Remember above image? Few weeks ago we published a bug in Orkut’s click tracking mechanism which let spammer send third party links bypassing image verification!
Now for those who missed that… A new bug is found in Google Video search history feature! Now Whats a big deal you might say? Well Google Videos and Orkut are both owned by Google Inc. So URL which contains google.com in domain part never encounters image verification!
Now consider link below:
http://upload.video.google.com/searchhistory/url?url=//www.devilsworkshop.org
You can replace any site URL with www.devilsworkshop.org in it and put the link in scraps! Orkut will never ask for image verification!

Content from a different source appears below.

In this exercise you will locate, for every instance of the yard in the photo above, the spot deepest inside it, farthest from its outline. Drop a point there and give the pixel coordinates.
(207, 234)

This bug is more severe compared to bug in Click Tracking mechanism. Fixing this may be still simple but there are many Googles service and so there must be many bugs like this! All this means a lot more spam in coming month on Orkut… π
Credits: Sumit Kalra found this while analyzing a recent spam "VORUS VIDEO SCRAP" code!
3 Comments
Hey, did you notice today? Orkut has fixed this bug since today morning as I have observed. Now, even google urls also need capcha verification….Yesterday, this bug still existed and today it has been fixed….
check out….
Thanks for visiting my site…
@TechPavan
Thats good… π
They might be reading our blog… π
8 years ago, sigh good old days on orkut.